Al giorno d'oggi, anche i multimetri digitali con capacità di acquisizione o memorizzazione digitale hanno la stessa funzione di registrazione su striscia tramite computer o memoria propria. Se il multimetro digitale dispone di una modalità di registrazione del valore minimo/massimo/medio, come un registratore su nastro di carta, il multimetro digitale legge anche le letture di ingresso a determinati intervalli. Ma a differenza di un registratore su nastro di carta che memorizza letture individuali, la lettura viene confrontata con quella precedentemente salvata per determinare se il valore è superiore al valore massimo precedente o inferiore al valore minimo precedente j. In tal caso, la nuova lettura sostituirà il valore memorizzato nel registro di lettura alto o basso. Dopo un periodo di registrazione, è possibile recuperare i valori di questi dispositivi di memorizzazione per visualizzare e visualizzare i valori massimi e minimi durante il periodo di registrazione.

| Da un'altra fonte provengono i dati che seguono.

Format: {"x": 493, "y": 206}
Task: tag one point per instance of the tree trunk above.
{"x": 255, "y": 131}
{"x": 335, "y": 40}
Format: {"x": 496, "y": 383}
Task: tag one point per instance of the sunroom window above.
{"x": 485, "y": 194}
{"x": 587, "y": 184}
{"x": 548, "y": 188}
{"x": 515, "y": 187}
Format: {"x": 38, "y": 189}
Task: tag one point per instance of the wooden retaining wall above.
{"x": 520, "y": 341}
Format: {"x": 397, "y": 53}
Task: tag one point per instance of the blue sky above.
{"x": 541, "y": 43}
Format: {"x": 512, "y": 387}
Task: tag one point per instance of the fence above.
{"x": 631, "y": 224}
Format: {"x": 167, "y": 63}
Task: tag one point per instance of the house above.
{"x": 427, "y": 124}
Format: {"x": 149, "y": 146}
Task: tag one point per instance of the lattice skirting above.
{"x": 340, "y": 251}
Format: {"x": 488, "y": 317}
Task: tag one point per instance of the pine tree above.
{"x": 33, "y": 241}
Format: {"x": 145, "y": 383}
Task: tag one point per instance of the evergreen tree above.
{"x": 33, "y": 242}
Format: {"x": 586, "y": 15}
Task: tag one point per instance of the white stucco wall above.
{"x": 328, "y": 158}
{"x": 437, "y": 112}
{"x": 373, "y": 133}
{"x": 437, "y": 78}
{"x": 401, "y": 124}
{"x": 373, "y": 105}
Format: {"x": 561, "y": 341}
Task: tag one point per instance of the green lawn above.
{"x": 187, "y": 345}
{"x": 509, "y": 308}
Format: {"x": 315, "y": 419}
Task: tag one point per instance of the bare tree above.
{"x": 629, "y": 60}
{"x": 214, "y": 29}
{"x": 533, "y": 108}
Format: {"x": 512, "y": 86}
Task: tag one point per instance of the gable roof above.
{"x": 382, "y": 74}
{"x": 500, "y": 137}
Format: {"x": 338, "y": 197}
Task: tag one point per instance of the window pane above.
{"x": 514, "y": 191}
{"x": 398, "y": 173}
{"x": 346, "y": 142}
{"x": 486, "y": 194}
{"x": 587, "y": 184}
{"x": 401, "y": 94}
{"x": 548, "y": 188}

Basta registrare l'ora in cui la modalità di registrazione del valore minimo/massimo/medio è attivata separatamente e puoi facilmente calcolare l'ora effettiva in cui il multimetro digitale rileva la lettura. Ad esempio, supponiamo di aver attivato la modalità di registrazione alle 15:07:00 e che l'indicazione temporale visualizzata per la lettura massima sia 47:05, aggiungendo semplicemente l'indicazione temporale e l'ora di inizio è possibile determinare l'ora in cui è stato registrato il valore massimo.
L'utilizzo della modalità di registrazione del valore minimo/massimo/medio di un multimetro digitale è molto efficace per la diagnosi di guasti intermittenti. Tuttavia, si presuppone che quando si verifica un guasto, il punto del circuito ad esso collegato presenterà un valore massimo o minimo j. Se le letture causate da guasti intermittenti sono comprese tra i valori massimo e minimo, la funzione minimo/massimo/medio non sarà molto utile per determinare la causa dei guasti intermittenti.
Nella misurazione in modalità di registrazione del valore minimo/massimo/medio, non scollegare la linea di test dal circuito testato fino a quando non viene premuto il pulsante ATTESA per interrompere la registrazione o tutti i valori salvati non vengono visualizzati e archiviati. Scollegare la linea di test durante la registrazione farà sì che il multimetro elabori i valori visualizzati sulla linea di test disconnessa, influenzando il valore medio salvato quando la linea di test è collegata e potrebbe anche influenzare il valore minimo o massimo salvato.